After Jacob fled from his murderous brother, Esau, he went north of the river Euphrates to Abraham’s family from among whom he obtained a wife. In fact he married two wives, the sisters Leah and Rachel, and returned to the promised land, twenty years after leaving, with eleven sons and one daughter. These sons, together with another born later, became the fathers of the twelve tribes of Israel, the people of God, of whom we read in the rest of the Bible.

During his stay in Padan-aram Jacob was maltreated by his father-in-law but God, according to his promise as Jacob left the promised land, protected him, as Jacob said to that father-in-law, Laban: "Except the God of my father, the God of Abraham, and the fear of Isaac, had been with me, surely thou hadst sent me away now empty. God hath seen mine affliction and the labour of my hands, and rebuked thee yesternight" (Genesis 31:42).

Sunday: Genesis 32

Returning to the promised land with his family and servants, Jacob made contact with his brother Esau not knowing if, after so long a time, he still harboured murderous intention against him. He soon heard that Esau was coming to meet him with four hundred armed men, and his reaction is instructive. He first prayed to God, citing the LORD’s promise to him and seeking his protection vs.9-12, but he did not then sit back doing nothing to leave everything to God. While trusting in the LORD, he acted prudently to protect his family from the potential danger: sending abundant presents to Esau to conciliate him and organising his company for the maximum safety of his wives and children.

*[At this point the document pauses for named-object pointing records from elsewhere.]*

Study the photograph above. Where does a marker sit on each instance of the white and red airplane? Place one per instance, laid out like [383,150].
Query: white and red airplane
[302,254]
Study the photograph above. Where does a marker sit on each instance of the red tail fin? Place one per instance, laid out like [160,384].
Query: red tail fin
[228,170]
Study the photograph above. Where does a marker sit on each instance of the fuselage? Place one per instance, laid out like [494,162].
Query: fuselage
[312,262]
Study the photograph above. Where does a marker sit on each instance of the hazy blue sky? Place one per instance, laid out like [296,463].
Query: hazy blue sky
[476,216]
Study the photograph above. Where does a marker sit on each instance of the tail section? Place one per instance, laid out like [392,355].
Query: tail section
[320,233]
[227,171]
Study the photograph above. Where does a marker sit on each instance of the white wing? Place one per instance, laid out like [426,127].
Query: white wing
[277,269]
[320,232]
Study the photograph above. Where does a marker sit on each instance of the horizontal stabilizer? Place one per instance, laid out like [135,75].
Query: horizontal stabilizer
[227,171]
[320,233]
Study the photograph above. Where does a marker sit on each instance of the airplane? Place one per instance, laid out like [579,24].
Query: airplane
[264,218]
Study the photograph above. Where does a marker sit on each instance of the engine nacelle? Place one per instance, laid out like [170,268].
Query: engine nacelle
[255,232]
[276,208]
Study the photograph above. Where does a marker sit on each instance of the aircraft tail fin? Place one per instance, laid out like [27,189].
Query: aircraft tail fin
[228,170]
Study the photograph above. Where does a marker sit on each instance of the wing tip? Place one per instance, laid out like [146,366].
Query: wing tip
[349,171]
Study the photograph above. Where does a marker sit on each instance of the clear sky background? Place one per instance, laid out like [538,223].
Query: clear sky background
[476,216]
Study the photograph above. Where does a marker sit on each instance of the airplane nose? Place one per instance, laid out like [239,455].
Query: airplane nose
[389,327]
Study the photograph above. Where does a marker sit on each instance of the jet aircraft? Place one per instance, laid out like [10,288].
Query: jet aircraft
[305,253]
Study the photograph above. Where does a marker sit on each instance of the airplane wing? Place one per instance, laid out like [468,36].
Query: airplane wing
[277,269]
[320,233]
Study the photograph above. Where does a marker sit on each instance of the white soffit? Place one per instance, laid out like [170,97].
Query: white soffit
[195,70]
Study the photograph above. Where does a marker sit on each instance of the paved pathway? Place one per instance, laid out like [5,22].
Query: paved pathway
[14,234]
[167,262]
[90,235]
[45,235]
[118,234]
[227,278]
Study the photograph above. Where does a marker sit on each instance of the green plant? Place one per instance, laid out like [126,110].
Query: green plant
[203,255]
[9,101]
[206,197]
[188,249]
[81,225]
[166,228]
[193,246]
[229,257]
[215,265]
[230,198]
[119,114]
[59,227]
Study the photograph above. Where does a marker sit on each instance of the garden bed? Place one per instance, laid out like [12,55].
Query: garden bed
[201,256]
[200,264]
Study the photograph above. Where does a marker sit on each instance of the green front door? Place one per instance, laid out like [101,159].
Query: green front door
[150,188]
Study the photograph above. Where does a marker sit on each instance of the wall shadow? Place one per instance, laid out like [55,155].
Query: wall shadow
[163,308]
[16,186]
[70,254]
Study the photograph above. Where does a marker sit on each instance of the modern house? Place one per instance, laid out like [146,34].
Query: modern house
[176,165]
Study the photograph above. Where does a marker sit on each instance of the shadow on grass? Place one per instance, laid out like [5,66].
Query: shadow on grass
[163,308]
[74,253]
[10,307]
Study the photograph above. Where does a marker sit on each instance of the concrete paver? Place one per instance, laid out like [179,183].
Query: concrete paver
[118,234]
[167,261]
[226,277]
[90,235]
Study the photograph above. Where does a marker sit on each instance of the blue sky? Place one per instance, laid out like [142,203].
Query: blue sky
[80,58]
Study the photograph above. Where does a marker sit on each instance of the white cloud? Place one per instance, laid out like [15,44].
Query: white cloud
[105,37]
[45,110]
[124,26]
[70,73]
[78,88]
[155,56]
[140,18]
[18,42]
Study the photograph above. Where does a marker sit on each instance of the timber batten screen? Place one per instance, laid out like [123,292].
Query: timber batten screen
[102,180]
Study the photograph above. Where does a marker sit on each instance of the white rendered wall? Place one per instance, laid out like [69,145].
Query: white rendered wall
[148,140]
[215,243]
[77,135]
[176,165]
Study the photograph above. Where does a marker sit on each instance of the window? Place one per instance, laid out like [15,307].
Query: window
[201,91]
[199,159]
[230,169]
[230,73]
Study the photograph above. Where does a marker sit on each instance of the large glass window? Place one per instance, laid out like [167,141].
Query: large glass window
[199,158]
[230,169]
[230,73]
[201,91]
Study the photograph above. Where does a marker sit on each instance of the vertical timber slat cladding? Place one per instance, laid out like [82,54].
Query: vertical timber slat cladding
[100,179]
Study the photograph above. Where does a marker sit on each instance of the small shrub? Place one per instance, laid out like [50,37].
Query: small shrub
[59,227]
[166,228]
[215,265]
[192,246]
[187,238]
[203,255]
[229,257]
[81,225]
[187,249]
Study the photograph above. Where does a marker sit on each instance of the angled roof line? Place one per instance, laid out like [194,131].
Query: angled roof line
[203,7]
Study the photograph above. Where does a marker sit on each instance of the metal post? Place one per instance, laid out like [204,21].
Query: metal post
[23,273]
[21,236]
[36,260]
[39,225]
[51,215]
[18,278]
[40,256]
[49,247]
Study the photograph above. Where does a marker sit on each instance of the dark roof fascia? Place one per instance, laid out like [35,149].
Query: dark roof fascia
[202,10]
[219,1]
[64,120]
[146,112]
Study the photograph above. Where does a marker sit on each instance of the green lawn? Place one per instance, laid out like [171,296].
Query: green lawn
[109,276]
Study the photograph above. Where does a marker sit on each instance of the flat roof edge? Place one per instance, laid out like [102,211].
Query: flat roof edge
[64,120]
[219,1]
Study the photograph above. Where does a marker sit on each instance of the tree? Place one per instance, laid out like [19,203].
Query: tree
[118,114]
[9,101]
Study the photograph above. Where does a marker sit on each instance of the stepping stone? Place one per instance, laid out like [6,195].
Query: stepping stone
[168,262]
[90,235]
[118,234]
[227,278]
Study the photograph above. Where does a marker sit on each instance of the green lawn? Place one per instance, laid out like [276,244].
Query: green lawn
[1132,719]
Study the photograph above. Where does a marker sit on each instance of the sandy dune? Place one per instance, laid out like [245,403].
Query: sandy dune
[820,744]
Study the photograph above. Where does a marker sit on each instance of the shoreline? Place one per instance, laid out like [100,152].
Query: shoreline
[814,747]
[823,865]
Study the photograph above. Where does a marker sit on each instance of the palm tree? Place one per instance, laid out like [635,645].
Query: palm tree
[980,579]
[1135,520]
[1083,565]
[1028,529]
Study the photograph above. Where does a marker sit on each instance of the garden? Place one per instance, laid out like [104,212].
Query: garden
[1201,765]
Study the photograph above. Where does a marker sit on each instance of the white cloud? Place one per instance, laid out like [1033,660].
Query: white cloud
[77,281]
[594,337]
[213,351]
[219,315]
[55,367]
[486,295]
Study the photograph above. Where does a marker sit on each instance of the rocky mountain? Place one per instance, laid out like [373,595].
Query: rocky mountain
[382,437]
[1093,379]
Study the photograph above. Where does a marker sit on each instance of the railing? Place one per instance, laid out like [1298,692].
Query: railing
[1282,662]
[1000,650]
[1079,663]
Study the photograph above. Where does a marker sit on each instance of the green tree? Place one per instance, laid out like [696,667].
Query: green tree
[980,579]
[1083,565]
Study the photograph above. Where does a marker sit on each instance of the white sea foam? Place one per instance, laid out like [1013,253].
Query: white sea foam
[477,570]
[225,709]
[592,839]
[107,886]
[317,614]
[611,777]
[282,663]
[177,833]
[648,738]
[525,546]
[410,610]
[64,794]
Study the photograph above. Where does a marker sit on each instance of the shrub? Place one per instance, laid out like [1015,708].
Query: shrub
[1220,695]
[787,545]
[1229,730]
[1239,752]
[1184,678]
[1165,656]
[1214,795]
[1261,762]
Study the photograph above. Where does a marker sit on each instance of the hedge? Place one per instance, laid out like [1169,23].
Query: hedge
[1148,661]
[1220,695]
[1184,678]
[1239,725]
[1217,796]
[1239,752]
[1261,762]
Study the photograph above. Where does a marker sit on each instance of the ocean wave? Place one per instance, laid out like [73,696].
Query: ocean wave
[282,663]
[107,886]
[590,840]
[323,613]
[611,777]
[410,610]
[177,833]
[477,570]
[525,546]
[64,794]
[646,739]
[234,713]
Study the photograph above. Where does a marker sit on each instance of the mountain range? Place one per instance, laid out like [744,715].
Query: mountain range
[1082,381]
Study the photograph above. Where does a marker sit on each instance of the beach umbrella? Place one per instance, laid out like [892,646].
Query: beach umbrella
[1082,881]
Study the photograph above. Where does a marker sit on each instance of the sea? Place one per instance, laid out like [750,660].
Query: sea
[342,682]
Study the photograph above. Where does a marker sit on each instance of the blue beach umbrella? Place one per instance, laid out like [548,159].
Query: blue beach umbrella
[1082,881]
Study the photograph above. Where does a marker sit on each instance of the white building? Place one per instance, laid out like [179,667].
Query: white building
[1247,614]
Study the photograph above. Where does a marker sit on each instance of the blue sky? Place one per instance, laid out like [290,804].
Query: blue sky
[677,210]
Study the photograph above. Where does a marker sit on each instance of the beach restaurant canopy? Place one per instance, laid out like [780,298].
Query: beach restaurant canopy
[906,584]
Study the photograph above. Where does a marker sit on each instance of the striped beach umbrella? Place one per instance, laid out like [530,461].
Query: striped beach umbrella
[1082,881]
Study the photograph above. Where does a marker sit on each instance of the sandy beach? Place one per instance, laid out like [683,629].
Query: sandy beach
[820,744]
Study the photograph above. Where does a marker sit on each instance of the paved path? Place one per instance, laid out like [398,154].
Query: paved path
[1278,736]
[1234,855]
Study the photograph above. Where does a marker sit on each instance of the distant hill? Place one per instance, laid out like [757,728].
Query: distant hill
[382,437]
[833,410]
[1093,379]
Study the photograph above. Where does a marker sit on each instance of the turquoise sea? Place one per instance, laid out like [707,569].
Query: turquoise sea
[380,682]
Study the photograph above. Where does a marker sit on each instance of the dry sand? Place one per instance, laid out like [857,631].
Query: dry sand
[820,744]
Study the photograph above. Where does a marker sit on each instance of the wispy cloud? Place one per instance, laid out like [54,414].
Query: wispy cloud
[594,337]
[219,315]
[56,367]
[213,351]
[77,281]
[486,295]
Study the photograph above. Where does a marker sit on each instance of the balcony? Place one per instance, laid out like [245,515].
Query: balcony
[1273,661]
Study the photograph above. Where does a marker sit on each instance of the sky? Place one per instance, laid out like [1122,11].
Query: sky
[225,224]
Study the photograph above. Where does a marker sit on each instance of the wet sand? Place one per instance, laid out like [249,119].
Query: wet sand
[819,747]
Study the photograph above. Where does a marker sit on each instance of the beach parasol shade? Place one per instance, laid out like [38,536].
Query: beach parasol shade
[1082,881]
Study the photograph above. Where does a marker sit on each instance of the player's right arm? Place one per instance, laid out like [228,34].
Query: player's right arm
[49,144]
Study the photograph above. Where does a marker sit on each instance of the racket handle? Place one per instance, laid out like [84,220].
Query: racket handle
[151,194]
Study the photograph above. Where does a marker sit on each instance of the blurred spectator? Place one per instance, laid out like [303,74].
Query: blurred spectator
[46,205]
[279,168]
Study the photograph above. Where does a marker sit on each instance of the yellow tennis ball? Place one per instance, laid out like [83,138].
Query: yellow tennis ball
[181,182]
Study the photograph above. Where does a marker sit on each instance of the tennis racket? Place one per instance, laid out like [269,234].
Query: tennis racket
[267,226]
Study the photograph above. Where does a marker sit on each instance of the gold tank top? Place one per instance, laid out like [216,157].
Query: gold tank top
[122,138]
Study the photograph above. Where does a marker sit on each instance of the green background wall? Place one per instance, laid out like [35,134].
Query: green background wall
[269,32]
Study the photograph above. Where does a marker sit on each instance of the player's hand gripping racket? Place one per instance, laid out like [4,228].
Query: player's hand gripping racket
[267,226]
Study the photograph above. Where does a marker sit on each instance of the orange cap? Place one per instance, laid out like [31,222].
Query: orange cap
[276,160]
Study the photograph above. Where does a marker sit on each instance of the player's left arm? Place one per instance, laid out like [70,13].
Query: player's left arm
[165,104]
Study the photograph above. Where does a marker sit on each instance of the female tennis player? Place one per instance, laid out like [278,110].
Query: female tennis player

Nevertheless, God also strengthened and encouraged him by sending an angel to wrestle with him -- for if Jacob could contend with an angel he would not fear any man, even his brother Esau. At the end of this episode Jacob’s name was changed to Israel, meaning "prince with God". This passage well illustrates the use of the word "God" in the scriptures: it is applied not only to the Creator himself but also to those who act as his agents, such as the angels and Israel’s rulers (John 10:34-35). Thus, Jacob saw the face of an angel, a manifestation of the Creator, and therefore he called the place "the face of God". It is impossible for mortal man to see the Almighty and live, therefore he has manifested himself in other "Gods", including angels and the Lord Jesus Christ, whom men have seen and from them learned what the Creator himself is like.

Monday: Genesis 33

With Esau approaching with many armed men, Jacob divided his company so that, should Esau attack, some could escape. He placed his family in the rear for protection and, significantly, put his son Joseph furthest from danger, because he was the one entitled to the birthright (1 Chronicles 5:1). In the event Esau had prospered during Jacob’s absence and, happy with his worldly possessions, no longer sought Jacob’s death. Nevertheless Jacob still pressed him to accept his bountiful gifts because his desire was not for material possessions but for God’s promises to be fulfilled. His major concern was for the survival of his children through whom the promises would be realised and he was therefore willing, if necessary, to lose everything in order to receive the promised blessings, even if those blessings would not come for a very long time. Indeed Jacob, and all the faithful of old, knew that the promises would not be fulfilled till long after they had died. Their hope was that God would raise them from the dead when that time came. Jacob knew that by then the promised seed, which is Christ, would have come and the faithful seed of Abraham would have become a great multitude. He therefore expressed this purpose of God in the name of the altar he built after returning to the promised land. He called it: "El Elohe Israel" which is "The Power (God) of the Powerful Ones (the Saints) of the Prince of Power (Christ)" v.20.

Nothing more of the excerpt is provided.